A MULTI-million pound scheme to improve secondary schools in Coventry could be under threat.
The Building Schools for the Future (BSF) scheme was introduced by the previous Labour government and aimed to improve secondary schools across the country.
In Coventry 20 secondary schools were up for getting a slice of £330million that was awarded to the city.
But Tory MP Michael Gove, Secretary of State for Education, said the BSF scheme is under review, which has caused concern to Coventry MP Geoffrey Robinson.
The Labour representative for Coventry North West, has highlighted two schools that desperately need funding in his constituency and raised this at a House of Commons education question time on Monday.
He said: “I asked: Will the minister confirm as soon as possible that two schools in my constituency – President Kennedy and Woodlands, where the buildings go right back to the late 1960s and early 1970s, and one of whose buildings is being held up on all four sides by scaffolding, will figure in the programme, and when can he confirm that to them?
“He replied the BSF project had been allocated on the basis of deprivation, not of the state or
dilapidation of the building and he will consider the two schools I mentioned and write back to me.
“So I guess I will have to wait to see what his response is.
“I don’t mind it (BSF) being reviewed but there needs to be structure and this is what concerns me.”
In a Hansard report of Monday’s question time, MP Michael Gove said he wanted to get “better value for money” as a lot had already been spent on consultations that haven’t resulted in schools being re-built yet.

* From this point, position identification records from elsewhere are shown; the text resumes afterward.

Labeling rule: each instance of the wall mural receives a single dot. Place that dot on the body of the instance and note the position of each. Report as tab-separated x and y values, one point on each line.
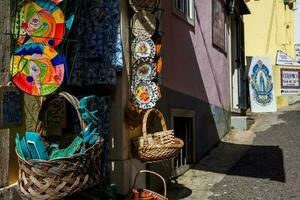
261	85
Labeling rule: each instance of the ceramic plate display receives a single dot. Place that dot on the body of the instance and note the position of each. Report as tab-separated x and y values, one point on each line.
145	94
143	23
143	47
40	22
37	69
143	69
148	5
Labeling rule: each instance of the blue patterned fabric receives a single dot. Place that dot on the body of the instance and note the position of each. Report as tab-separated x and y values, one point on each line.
99	53
103	105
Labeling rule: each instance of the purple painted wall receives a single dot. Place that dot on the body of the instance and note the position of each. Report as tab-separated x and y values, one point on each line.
192	65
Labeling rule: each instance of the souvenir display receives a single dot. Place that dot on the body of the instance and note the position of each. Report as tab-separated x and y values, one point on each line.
40	22
37	69
148	5
143	69
143	47
145	94
161	145
143	23
79	163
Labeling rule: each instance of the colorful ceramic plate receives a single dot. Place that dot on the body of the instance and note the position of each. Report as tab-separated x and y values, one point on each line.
143	69
145	94
143	23
40	22
143	47
37	69
148	5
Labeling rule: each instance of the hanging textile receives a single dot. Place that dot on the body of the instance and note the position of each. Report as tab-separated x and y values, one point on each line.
98	55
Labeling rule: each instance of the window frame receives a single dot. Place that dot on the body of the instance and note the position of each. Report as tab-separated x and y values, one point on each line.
187	13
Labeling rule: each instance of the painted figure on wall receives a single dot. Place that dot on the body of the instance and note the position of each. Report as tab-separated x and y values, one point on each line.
261	83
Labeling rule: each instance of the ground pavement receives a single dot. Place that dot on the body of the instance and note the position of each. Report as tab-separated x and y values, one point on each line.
262	163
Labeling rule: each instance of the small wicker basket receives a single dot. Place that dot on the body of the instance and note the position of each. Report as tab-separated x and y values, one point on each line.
145	194
57	178
158	146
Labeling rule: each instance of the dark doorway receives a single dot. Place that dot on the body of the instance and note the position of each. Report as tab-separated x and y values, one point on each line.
184	129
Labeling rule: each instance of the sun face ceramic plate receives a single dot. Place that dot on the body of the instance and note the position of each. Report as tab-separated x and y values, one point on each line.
40	22
143	47
143	69
143	23
145	94
37	69
148	5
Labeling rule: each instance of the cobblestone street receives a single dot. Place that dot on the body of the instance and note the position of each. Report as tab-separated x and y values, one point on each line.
261	163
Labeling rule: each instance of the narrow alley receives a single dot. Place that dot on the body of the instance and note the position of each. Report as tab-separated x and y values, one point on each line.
262	163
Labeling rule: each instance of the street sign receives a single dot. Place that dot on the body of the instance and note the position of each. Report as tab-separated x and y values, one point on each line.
283	59
297	53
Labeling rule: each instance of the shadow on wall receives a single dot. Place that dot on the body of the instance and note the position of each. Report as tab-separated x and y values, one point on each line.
182	77
258	162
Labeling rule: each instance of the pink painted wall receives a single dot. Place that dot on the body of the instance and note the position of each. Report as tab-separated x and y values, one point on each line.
192	65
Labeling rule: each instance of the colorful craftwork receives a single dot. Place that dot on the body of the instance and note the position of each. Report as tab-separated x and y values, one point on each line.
40	22
31	146
143	23
37	69
145	94
138	5
143	47
144	69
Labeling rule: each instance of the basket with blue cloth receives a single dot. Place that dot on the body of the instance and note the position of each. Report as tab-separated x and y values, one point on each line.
47	172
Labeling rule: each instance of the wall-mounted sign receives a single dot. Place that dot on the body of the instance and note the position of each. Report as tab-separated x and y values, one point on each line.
290	81
10	107
261	85
283	59
297	53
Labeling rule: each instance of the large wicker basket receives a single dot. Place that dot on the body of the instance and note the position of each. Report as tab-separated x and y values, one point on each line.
157	146
57	178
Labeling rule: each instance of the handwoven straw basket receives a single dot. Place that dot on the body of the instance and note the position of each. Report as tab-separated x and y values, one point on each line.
57	178
157	146
145	194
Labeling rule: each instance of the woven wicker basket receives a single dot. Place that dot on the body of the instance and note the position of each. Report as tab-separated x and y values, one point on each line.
145	194
57	178
158	146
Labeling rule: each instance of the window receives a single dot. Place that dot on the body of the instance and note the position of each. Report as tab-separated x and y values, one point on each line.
184	9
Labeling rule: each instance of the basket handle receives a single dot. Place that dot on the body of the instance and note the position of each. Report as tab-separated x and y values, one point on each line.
162	122
70	98
154	173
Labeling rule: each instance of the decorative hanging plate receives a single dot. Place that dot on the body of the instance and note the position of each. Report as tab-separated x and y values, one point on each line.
37	69
143	23
143	47
145	94
40	22
143	69
148	5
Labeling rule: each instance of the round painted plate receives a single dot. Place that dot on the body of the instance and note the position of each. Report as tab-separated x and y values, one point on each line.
40	22
143	69
145	94
143	47
37	69
148	5
143	23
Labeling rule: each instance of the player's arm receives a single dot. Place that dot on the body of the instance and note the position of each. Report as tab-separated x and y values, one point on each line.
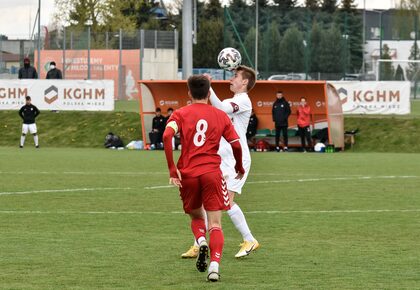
168	134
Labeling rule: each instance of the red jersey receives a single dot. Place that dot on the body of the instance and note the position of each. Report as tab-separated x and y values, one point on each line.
201	127
304	116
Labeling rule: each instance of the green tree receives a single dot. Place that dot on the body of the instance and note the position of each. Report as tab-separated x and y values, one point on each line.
329	5
316	48
271	48
312	4
413	69
348	5
292	51
387	70
331	48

He said: “My department is currently reviewing the BSF programme to ensure we can build schools more effectively and more cost-efficiently in the future.
“I intend to ensure we prioritise capital spending to ensure in areas of real need, the taxpayer and teachers are given better value for money.
“Under the last government a significant amount of the cash was devoted to BSF and was spent on consultancy and other costs, which did not contribute directly to raising standards or to employing a single builder or plasterer, or anyone else whom he would no doubt wish to continue to see employed.
“I therefore hope we do everything possible to ensure that we obtain better value for money from this programme.”
Woodlands School, in Broad Lane – which has one of its school blocks supported by scaffolding – was due to be one of the first schools in Coventry benefiting from BSF funding.
But headteacher Neil Charlton is worried the money could be lost.
“We have had scaffolding on one of the blocks for four years now, but I’d like to add that the school is structurally safe,” he said.
“Having said that, because we are an old building it needs improving – it’s an eyesore because it is more than 50 years’ old and doesn’t have double glazing.
“In the past four years I have personally put in hundreds of hours in meetings and proposals with this.
“Because the school is a listed building we’ve had to convince English Heritage that we should be able to modify it.
“And we should be getting £20.5million in BSF funding to re-build one block and re-design the other two.
“My school needs doing and it needs doing now, otherwise the fabric and quality of education to children will be detrimental.
“I can understand the BSF scheme may need to be reviewed, but I think schools like this one, which has gone so far down the road – we’ve even got planning permission – should be given the go-ahead.
“We’re down to two bidders at the moment, who would carry out the work, that is likely to start next February.”
No one from President Kennedy School was available for comment.